## **Multiple Linear Regression: Predicting House Prices**

**Objective:**

Your task is to build a **Multiple Linear Regression** model to predict the price of a house based on various features such as its area, the number of bedrooms, and other amenities. This homework will enhance your understanding of how to handle multiple features in regression and how to evaluate a model's performance.

**Dataset:**

You are provided a dataset with the following columns:
1. **price**: The price of the house (target variable).
2. **area**: The area of the house in square feet.
3. **bedrooms**: The number of bedrooms.
4. **bathrooms**: The number of bathrooms.
5. **stories**: The number of stories the house has.
6. **mainroad**: Whether the house is on a main road (yes/no).
7. **guestroom**: Whether the house has a guestroom (yes/no).
8. **basement**: Whether the house has a basement (yes/no).
9. **hotwaterheating**: Whether the house has hot water heating (yes/no).
10. **airconditioning**: Whether the house has air conditioning (yes/no).
11. **parking**: The number of parking spaces.
12. **prefarea**: Whether the house is in a preferred area (yes/no).
13. **furnishingstatus**: The furnishing status of the house (furnished, semi-furnished, unfurnished).


Steps to Complete:

### **1. Data Loading and Preprocessing**
1. **Load the dataset**:
   - Read the dataset using `pandas`.
   - Display the first few rows to understand the structure.

2. **Handle categorical variables**:
   - Convert binary categorical variables (e.g., `mainroad`, `guestroom`, etc.) to numerical values (1 for "yes" and 0 for "no").
   - For multi-class categorical variables like `furnishingstatus`, use one-hot encoding or dummy variables.

3. **Check for missing values**:
   - Handle missing values by either imputing (e.g., mean or median) or dropping rows/columns as appropriate.

4. **Feature scaling**:
   - Scale numerical features like `area`, `price`, and `parking` to ensure all variables are on a similar scale.

### **2. Build the Multiple Linear Regression Model**
1. **Split the dataset**:
   - Divide the dataset into training (80%) and testing (20%) subsets.
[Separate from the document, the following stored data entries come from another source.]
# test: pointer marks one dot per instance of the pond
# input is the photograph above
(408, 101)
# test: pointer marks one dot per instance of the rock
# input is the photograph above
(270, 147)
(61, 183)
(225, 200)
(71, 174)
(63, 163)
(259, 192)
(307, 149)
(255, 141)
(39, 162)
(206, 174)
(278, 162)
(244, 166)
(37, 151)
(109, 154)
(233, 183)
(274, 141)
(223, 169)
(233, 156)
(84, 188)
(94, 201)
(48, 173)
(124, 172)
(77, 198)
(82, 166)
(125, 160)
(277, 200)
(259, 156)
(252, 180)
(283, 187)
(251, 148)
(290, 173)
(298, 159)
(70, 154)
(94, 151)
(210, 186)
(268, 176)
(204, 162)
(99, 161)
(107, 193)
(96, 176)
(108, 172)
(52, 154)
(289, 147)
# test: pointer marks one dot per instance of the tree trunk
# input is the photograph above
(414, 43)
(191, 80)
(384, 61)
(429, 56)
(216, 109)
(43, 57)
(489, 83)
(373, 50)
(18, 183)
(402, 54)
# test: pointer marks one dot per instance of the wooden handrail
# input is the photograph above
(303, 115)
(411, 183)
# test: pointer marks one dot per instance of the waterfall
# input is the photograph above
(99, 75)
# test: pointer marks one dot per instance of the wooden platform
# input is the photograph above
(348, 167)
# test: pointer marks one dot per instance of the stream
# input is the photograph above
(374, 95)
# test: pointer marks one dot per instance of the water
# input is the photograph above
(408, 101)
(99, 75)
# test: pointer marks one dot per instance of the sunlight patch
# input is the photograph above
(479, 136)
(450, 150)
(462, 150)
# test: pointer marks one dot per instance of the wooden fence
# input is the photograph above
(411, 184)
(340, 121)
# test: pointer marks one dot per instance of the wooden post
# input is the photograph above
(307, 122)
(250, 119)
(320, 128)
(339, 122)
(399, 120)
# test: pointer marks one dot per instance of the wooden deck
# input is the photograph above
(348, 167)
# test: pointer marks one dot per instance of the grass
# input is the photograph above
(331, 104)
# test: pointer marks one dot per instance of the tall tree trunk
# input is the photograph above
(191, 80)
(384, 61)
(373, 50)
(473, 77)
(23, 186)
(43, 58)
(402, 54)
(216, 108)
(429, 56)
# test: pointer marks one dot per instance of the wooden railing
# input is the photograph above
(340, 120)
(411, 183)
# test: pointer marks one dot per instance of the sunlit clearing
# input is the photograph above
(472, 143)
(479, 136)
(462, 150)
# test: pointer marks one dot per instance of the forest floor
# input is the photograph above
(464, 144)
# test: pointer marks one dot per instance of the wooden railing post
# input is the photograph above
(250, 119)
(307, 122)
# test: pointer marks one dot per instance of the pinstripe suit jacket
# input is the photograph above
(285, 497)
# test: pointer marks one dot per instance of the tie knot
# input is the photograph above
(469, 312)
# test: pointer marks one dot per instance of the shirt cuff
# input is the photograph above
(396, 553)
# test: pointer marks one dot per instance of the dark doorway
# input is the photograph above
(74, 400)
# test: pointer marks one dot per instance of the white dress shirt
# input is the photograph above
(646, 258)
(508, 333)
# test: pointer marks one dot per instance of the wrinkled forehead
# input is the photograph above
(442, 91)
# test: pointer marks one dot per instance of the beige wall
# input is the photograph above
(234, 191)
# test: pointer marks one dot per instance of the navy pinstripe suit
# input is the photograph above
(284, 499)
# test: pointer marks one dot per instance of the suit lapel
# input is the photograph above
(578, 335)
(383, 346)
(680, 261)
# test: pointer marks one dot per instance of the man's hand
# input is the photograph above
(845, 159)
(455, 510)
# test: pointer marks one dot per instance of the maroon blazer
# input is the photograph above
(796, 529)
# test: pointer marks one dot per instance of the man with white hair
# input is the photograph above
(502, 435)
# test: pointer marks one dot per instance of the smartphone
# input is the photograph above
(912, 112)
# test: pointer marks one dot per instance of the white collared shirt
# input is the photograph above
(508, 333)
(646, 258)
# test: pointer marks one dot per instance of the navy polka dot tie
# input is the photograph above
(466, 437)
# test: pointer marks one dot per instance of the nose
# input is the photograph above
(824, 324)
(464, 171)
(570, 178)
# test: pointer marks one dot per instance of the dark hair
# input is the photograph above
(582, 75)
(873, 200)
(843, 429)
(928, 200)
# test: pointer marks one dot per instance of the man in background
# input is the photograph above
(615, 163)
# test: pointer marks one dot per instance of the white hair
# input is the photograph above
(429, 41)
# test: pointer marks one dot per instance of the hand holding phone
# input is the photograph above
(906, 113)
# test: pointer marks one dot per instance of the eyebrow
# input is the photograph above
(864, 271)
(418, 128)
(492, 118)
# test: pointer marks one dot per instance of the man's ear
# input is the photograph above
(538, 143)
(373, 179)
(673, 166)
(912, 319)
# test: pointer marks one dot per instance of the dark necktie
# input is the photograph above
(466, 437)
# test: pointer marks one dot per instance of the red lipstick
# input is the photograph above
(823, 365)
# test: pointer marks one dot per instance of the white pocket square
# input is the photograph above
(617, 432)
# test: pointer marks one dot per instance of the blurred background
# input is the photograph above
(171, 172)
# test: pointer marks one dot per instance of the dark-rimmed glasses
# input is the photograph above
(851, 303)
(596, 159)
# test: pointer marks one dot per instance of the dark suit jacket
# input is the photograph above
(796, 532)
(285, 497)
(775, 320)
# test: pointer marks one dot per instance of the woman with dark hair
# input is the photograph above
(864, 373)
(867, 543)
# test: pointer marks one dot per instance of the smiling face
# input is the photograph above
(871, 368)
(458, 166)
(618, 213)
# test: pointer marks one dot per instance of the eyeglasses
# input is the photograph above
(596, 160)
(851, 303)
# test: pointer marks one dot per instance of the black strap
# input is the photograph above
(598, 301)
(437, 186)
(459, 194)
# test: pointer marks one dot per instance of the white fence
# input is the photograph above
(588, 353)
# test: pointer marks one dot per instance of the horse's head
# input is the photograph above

2. **Model implementation**:
   - Use **Scikit-learn** to fit a Multiple Linear Regression model:
     ```python
     from sklearn.linear_model import LinearRegression
     ```
   - Fit the model using training data and extract the coefficients for each feature.
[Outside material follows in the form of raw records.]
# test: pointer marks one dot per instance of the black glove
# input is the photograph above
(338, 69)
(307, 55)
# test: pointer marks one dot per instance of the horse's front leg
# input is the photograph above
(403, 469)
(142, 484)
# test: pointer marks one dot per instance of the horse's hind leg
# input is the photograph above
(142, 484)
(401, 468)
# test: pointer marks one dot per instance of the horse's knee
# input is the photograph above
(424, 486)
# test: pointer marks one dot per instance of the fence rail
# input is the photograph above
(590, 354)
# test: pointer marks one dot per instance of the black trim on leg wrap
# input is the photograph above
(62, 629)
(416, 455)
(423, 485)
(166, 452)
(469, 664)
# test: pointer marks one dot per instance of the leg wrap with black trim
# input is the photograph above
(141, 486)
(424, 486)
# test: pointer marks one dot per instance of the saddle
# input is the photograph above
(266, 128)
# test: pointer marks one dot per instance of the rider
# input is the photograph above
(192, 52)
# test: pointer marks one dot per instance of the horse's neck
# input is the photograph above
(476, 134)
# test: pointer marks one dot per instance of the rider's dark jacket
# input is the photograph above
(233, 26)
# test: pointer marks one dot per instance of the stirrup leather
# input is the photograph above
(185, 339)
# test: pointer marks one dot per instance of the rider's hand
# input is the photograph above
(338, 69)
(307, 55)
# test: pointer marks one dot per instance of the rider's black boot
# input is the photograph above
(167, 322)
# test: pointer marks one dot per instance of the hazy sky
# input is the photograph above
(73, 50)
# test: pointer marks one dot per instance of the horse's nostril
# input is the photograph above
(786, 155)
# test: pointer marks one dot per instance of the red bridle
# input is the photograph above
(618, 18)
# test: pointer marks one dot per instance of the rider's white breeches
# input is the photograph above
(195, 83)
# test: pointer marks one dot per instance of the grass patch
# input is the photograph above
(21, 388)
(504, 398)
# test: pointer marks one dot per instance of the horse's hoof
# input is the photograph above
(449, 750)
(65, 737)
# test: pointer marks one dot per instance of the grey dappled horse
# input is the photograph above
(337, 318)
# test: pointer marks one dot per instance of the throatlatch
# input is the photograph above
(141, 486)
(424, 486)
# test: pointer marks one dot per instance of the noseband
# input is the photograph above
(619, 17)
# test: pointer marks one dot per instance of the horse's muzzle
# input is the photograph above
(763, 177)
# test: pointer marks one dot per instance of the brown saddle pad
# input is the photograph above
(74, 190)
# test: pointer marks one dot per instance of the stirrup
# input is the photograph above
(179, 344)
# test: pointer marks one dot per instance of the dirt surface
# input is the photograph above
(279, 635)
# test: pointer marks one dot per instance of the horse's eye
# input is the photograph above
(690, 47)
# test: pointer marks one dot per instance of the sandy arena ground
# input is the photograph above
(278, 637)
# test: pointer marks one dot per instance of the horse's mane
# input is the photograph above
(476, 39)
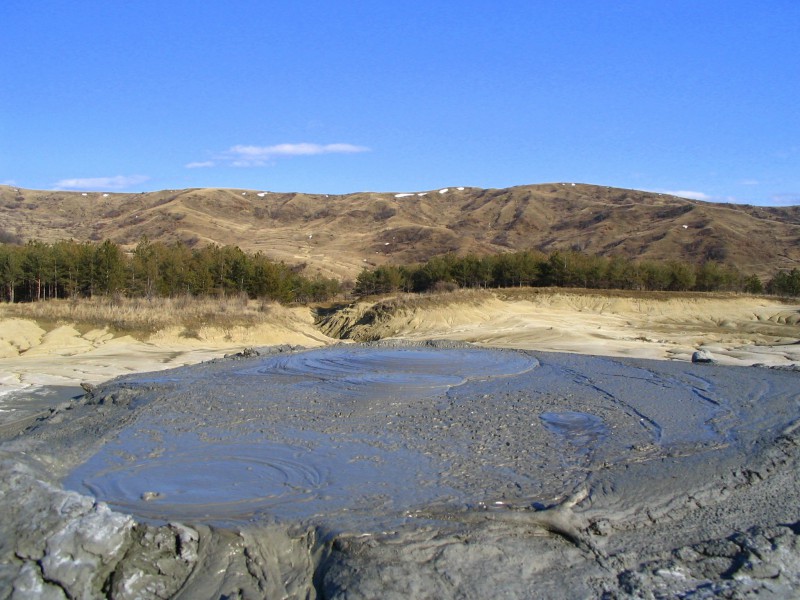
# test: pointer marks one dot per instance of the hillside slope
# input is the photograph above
(337, 235)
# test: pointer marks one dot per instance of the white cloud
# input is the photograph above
(119, 182)
(258, 156)
(692, 195)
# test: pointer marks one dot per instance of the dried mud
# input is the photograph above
(397, 470)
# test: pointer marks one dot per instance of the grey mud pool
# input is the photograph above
(400, 470)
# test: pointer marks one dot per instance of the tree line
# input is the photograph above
(567, 269)
(69, 269)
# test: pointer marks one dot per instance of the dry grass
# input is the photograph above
(141, 315)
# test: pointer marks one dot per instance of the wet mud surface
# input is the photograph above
(399, 470)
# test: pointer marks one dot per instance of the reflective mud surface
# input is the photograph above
(259, 449)
(442, 470)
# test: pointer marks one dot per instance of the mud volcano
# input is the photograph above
(434, 470)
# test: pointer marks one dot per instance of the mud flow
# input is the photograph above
(361, 437)
(401, 470)
(254, 448)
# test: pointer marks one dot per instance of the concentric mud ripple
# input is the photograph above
(358, 433)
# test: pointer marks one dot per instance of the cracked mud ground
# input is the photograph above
(398, 470)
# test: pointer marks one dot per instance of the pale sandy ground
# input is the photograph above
(736, 330)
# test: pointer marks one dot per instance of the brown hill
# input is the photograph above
(338, 235)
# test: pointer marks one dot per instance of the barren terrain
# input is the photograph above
(337, 235)
(415, 466)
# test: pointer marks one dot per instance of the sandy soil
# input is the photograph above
(736, 330)
(416, 469)
(61, 355)
(395, 470)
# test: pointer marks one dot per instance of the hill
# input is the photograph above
(337, 235)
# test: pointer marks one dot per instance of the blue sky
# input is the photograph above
(697, 97)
3. **Optional: Manual Implementation**:
   - Use the **Normal Equation** for manual implementation:
    $$
    \beta = (X^T X)^{-1} X^T y
    $$

### **3. Model Evaluation**
1. **Predictions**:
   - Use the model to predict the house prices on the test dataset.
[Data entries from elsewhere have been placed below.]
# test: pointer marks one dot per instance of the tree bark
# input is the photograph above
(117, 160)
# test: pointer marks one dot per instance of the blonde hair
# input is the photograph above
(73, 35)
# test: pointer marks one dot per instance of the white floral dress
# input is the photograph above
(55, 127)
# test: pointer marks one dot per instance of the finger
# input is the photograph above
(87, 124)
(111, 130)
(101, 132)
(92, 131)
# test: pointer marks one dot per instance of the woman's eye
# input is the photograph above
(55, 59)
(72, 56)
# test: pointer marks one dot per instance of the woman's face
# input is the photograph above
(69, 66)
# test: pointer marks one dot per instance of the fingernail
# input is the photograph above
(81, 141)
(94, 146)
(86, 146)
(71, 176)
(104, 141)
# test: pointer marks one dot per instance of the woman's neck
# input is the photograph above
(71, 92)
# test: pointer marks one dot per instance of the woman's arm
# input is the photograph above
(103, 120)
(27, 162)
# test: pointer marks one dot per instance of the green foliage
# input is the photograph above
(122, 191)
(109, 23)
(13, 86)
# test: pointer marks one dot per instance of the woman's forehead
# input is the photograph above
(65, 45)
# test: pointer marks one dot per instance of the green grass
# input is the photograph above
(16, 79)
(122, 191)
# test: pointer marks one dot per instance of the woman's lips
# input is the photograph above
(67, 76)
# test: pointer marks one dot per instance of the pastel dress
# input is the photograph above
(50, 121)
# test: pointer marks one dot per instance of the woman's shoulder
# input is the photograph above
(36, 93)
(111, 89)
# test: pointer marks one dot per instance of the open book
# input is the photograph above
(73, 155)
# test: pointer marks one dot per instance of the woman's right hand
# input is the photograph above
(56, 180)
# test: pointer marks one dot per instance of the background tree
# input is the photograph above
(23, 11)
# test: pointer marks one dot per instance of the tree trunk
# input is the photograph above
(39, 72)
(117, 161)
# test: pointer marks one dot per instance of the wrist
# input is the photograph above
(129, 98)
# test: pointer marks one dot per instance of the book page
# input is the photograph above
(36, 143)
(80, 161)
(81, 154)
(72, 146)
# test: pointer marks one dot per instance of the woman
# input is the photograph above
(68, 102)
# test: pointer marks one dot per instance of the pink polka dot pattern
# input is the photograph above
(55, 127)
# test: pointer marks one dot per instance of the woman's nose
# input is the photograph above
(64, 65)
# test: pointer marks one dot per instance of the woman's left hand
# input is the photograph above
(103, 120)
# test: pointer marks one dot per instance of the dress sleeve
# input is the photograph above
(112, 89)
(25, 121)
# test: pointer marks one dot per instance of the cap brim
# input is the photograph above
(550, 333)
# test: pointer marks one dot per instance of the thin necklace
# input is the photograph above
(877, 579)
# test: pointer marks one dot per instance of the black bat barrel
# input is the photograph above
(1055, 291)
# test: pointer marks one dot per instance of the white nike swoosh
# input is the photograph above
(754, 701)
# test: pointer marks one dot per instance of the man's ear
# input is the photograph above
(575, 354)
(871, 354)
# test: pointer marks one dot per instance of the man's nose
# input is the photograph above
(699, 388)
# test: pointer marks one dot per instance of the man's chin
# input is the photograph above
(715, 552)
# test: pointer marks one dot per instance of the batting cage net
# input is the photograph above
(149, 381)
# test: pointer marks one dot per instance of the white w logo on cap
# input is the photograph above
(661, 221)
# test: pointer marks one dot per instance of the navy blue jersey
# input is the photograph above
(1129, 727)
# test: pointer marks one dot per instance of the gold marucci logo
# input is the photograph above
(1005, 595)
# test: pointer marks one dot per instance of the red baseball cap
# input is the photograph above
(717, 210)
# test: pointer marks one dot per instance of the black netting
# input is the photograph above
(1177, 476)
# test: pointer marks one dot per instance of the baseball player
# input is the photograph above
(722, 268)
2. **Evaluation Metrics**:
   - Calculate performance metrics:
     - **Mean Absolute Error (MAE)**
     - **Mean Squared Error (MSE)**
     - **R² Score**

3. **Interpretation**:
   - Discuss the significance of coefficients. For example, how much does the price increase for each additional square foot of area or for houses in preferred areas?

### **4. Visualization**
1. **Correlation Matrix**:
   - Plot a heatmap to show the correlation between features and the target variable.

2. **Predictions vs. Actuals**:
   - Create a scatter plot comparing predicted prices with actual prices.

### **5. Predictions**
1. Use the model to predict the price of a house with the following features:
   - **area**: 2400 sq. ft.
   - **bedrooms**: 4
   - **bathrooms**: 3
   - **stories**: 2
   - **mainroad**: yes
   - **guestroom**: no
   - **basement**: yes
   - **hotwaterheating**: no
   - **airconditioning**: yes
   - **parking**: 2
   - **prefarea**: yes
   - **furnishingstatus**: semi-furnished

**Deliverables:**

1. A Python script or Jupyter Notebook containing:
   - Data preprocessing and feature engineering.
   - Implementation of Multiple Linear Regression.
   - Model evaluation and interpretation.
   - Visualizations of correlations and predictions.
2. A brief report discussing:
   - The impact of different features on house prices.
   - Limitations of the model (e.g., assumptions of linearity or multicollinearity issues).